After the protests, then-President Shimon Peres issued a condemnation. “Hatred of foreigners contradicts the fundamental principles of Judaism,” he noted. “I am well aware of the difficulties faced by the residents of south Tel Aviv [and other similar areas], but violence is not the solution.”

After the protests, the government began an effort to remove asylum seekers from city centers. The Knesset amended Israel’s anti-infiltration law, permitting imprisonment of infiltrators for up to three years without trial. Although Israel’s Supreme Court struck down parts of the amendment in 2013, it allowed placing asylum seekers in open detention centers. This gave birth to Holot.

Human rights advocates claim that the de facto incarceration of refugees is a violation of human rights. “The government initiated just another prison, under a laundered name,” stated Knesset member Dov Khenin of the Hadash party. In January, more than 100 asylum seekers left Holot and marched in protest to Beersheva and later to Tel Aviv, sparking a wave of high-profile protests by asylum seekers and Israeli citizens that continue today.

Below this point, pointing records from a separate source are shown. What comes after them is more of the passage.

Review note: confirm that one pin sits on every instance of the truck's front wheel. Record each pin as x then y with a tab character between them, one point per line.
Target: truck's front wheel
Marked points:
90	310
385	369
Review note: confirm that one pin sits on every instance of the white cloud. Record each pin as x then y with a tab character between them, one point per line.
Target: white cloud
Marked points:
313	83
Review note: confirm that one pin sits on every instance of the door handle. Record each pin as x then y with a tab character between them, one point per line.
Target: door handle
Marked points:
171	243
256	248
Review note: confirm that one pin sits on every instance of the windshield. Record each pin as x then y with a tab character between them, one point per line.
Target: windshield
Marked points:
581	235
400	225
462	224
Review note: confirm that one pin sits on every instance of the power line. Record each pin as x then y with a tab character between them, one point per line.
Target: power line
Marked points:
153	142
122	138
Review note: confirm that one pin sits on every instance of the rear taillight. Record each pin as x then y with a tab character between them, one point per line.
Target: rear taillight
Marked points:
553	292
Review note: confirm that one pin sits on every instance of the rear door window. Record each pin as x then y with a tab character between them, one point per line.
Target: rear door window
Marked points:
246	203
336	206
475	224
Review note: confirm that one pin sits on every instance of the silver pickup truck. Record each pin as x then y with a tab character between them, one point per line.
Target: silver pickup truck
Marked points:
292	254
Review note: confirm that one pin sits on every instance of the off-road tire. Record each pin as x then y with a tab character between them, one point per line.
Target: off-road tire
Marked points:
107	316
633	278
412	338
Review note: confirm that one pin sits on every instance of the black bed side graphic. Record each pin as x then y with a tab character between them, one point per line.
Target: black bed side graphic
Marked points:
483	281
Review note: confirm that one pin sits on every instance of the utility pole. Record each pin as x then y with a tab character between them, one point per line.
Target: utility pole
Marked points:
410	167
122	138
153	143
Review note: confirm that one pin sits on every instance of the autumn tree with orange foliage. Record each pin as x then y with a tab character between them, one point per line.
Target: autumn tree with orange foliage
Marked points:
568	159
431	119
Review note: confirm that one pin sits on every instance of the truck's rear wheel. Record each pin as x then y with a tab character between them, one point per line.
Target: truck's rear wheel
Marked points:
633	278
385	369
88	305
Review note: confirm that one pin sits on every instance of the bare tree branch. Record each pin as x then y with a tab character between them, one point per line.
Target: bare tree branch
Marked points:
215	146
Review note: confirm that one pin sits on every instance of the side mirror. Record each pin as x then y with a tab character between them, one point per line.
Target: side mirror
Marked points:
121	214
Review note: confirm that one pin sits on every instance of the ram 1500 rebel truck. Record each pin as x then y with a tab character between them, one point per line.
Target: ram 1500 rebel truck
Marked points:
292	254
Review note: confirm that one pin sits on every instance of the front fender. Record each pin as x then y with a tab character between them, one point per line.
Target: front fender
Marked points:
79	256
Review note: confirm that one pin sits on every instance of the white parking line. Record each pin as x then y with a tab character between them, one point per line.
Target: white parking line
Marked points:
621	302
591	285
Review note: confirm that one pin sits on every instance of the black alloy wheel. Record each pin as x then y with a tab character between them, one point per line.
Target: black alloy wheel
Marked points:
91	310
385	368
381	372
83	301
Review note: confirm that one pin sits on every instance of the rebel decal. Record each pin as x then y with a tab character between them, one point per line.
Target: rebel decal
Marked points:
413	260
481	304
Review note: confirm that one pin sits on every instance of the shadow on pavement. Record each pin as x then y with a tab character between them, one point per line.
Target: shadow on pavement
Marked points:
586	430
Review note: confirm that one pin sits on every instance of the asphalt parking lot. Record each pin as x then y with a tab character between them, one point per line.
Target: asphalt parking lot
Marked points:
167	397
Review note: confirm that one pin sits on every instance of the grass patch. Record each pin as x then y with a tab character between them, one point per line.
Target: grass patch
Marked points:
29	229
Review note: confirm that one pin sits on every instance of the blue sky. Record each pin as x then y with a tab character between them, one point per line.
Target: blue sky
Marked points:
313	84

This summer, in response to what they considered to be harsh new policies enacted at the Holot facility, asylum seekers went on a work stoppage, and eventually a hunger strike. And earlier this month, human rights groups charged that thousands of Sudanese migrants have returned to their country, in what they say amounts to a forced repatriation. Israel vigorously denies the charge, saying the majority of the asylum seekers are not refugees but are coming to the country for economic reasons and were not forced to leave Israel; Israeli officials say they do, however, encourage repatriation to a third country.

Prime Minister Benjamin Netanyahu insists that the infiltrator law will be enforced. “Just as we are determined to protect our borders, we’re determined to enforce the law,” he said. “The law is the law, and naturally it also applies to illegal workers. The infiltrators who were transferred to the special detainment facility can either stay there or go back to their home countries.”